Using the 20/20/60 Savings Rule to Optimize Your Finances

Updated November 4, 2024

Originally posted May 17, 2021



Implementing a savings rule to your budgeting can help you optimize your finances in the long run. Our role as financial advocates and partners is to help clients find which rules and plans work best with their personal finances and goals. We’ll teach you about the 20/20/60 savings rule and why it could work for you. 


Level Up Your Savings: The 20/20/60 Rule

Are you ready to take your financial goals to the next level? The 20/20/60 rule is a powerful budgeting strategy that can help high earners accelerate their savings and investment journey.

Understanding the 20/20/60 Rule

Unlike the more conservative 50/30/20 rule, the 20/20/60 rule is designed to maximize savings and investment. Here's a breakdown of how it works:

  • 20% for Savings: Allocate 20% of your income towards savings and investments. This includes contributions to retirement accounts like 401(k)s and IRAs, emergency fund savings, and other investment vehicles.
  • 20% for Debt Repayment: Dedicate 20% of your income to paying off high-interest debt, such as credit card balances or personal loans.
  • 60% for Living Expenses: Use 60% of your income to cover essential living costs, including housing, utilities, food, transportation, and entertainment.

Why the 20/20/60 Rule Works for High Earners

The 20/20/60 rule is particularly effective for high earners because it allows them to:

  • Accelerate Wealth Building: By allocating a significant portion of their income to savings and investments, high earners can compound their wealth over time.
  • Reduce Financial Stress: Paying off high-interest debt can significantly reduce financial stress and free up more money for other goals.
  • Achieve Financial Independence: By consistently saving and investing, high earners can work towards financial independence and early retirement.
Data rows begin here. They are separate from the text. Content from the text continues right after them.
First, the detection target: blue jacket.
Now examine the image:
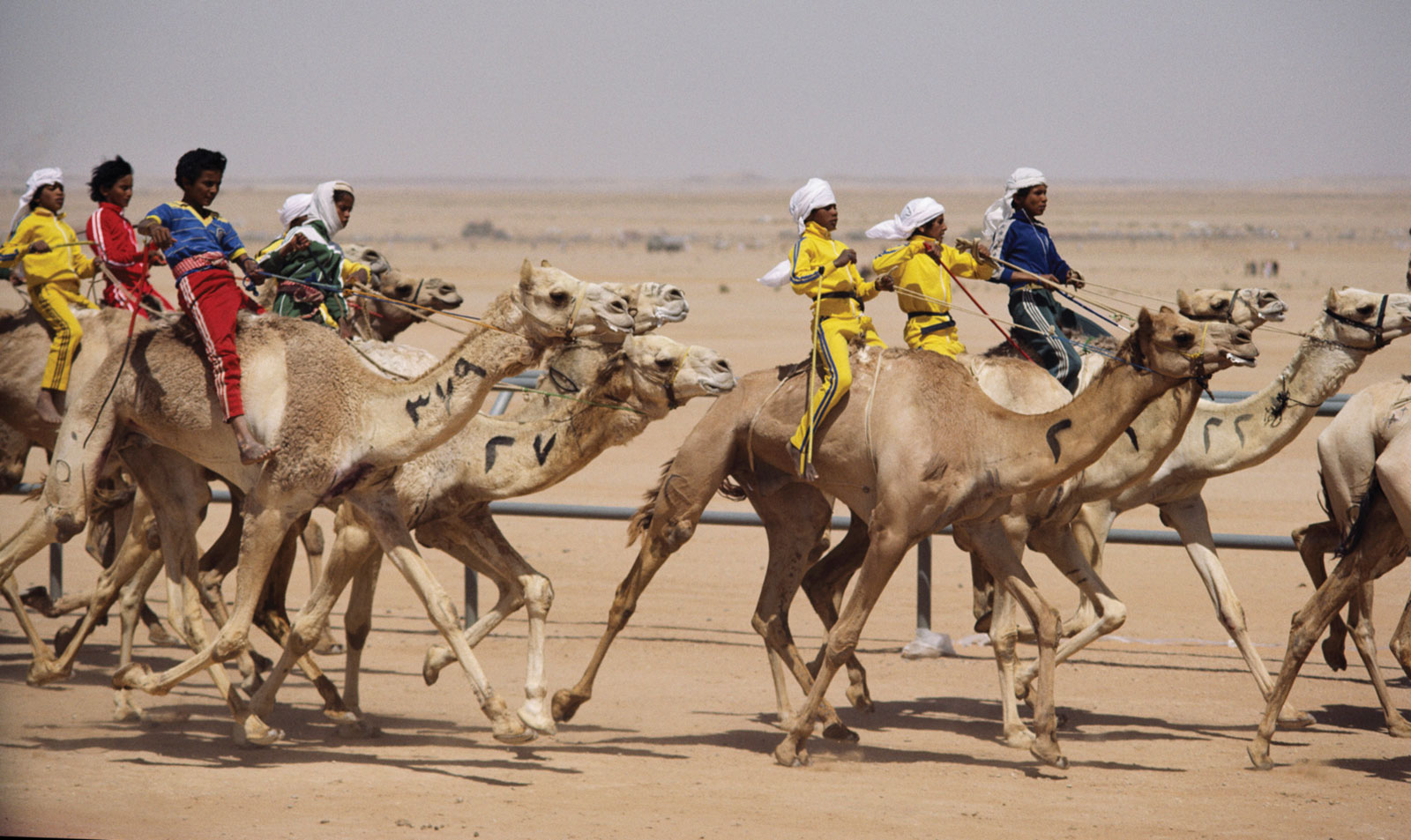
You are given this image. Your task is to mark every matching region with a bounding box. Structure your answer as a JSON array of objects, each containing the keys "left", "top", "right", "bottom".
[{"left": 989, "top": 210, "right": 1068, "bottom": 290}]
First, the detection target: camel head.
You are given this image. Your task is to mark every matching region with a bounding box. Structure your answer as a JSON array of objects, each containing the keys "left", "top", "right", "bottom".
[
  {"left": 609, "top": 336, "right": 735, "bottom": 419},
  {"left": 1119, "top": 306, "right": 1258, "bottom": 379},
  {"left": 513, "top": 259, "right": 633, "bottom": 338},
  {"left": 343, "top": 244, "right": 464, "bottom": 318},
  {"left": 1324, "top": 286, "right": 1411, "bottom": 353},
  {"left": 1176, "top": 289, "right": 1288, "bottom": 330},
  {"left": 602, "top": 283, "right": 691, "bottom": 336}
]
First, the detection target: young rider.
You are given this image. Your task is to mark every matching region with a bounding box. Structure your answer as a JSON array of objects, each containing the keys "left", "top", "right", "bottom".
[
  {"left": 788, "top": 177, "right": 893, "bottom": 479},
  {"left": 868, "top": 197, "right": 995, "bottom": 358}
]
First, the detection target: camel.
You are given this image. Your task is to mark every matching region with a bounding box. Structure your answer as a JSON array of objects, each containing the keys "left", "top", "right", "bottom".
[
  {"left": 1049, "top": 287, "right": 1411, "bottom": 713},
  {"left": 1249, "top": 381, "right": 1411, "bottom": 769},
  {"left": 776, "top": 289, "right": 1287, "bottom": 747},
  {"left": 335, "top": 244, "right": 464, "bottom": 341},
  {"left": 251, "top": 336, "right": 735, "bottom": 734},
  {"left": 553, "top": 308, "right": 1243, "bottom": 767},
  {"left": 26, "top": 261, "right": 632, "bottom": 743}
]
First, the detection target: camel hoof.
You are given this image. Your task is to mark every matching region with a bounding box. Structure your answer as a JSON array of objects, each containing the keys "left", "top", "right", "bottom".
[
  {"left": 999, "top": 727, "right": 1035, "bottom": 750},
  {"left": 113, "top": 663, "right": 155, "bottom": 694},
  {"left": 24, "top": 659, "right": 73, "bottom": 688},
  {"left": 823, "top": 723, "right": 861, "bottom": 744},
  {"left": 1244, "top": 744, "right": 1274, "bottom": 769},
  {"left": 553, "top": 688, "right": 588, "bottom": 723},
  {"left": 146, "top": 621, "right": 181, "bottom": 647},
  {"left": 515, "top": 699, "right": 559, "bottom": 736},
  {"left": 19, "top": 586, "right": 58, "bottom": 619},
  {"left": 230, "top": 715, "right": 284, "bottom": 747},
  {"left": 1319, "top": 637, "right": 1348, "bottom": 671},
  {"left": 1028, "top": 739, "right": 1068, "bottom": 769},
  {"left": 54, "top": 621, "right": 79, "bottom": 651},
  {"left": 422, "top": 647, "right": 440, "bottom": 685},
  {"left": 774, "top": 736, "right": 809, "bottom": 767},
  {"left": 848, "top": 685, "right": 877, "bottom": 711},
  {"left": 1279, "top": 708, "right": 1318, "bottom": 732}
]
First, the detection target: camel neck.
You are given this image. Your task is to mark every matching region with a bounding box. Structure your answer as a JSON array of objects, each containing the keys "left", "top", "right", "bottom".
[
  {"left": 1173, "top": 317, "right": 1367, "bottom": 479},
  {"left": 358, "top": 294, "right": 541, "bottom": 466},
  {"left": 997, "top": 351, "right": 1180, "bottom": 494}
]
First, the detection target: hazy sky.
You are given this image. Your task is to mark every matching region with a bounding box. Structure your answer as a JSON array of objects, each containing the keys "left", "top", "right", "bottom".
[{"left": 0, "top": 0, "right": 1411, "bottom": 190}]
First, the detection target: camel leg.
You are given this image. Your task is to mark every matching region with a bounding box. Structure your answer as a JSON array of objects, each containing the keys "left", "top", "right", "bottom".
[
  {"left": 553, "top": 439, "right": 732, "bottom": 723},
  {"left": 1016, "top": 527, "right": 1127, "bottom": 698},
  {"left": 750, "top": 485, "right": 858, "bottom": 741},
  {"left": 803, "top": 517, "right": 877, "bottom": 716},
  {"left": 1293, "top": 520, "right": 1348, "bottom": 671},
  {"left": 1159, "top": 494, "right": 1314, "bottom": 729},
  {"left": 416, "top": 504, "right": 557, "bottom": 734},
  {"left": 1349, "top": 581, "right": 1411, "bottom": 739},
  {"left": 1247, "top": 550, "right": 1366, "bottom": 769},
  {"left": 113, "top": 473, "right": 313, "bottom": 746},
  {"left": 348, "top": 494, "right": 538, "bottom": 744},
  {"left": 1063, "top": 501, "right": 1117, "bottom": 636},
  {"left": 299, "top": 517, "right": 343, "bottom": 657}
]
Tips for Implementing the 20/20/60 Rule

  1. Track Your Income and Expenses: Use budgeting tools to monitor your income and expenses.
  2. Prioritize High-Interest Debt: Focus on paying off high-interest debt first to save money on interest charges.
  3. Automate Savings: Set up automatic transfers to your savings and investment accounts to make saving effortless.
  4. Review and Adjust: Regularly review your budget and make adjustments as needed to stay on track.
  5. Consider Financial Advice: Consult with a financial advisor to create a personalized financial plan.

By following the 20/20/60 rule and making conscious financial decisions, high earners can achieve their long-term financial goals and live a more fulfilling life.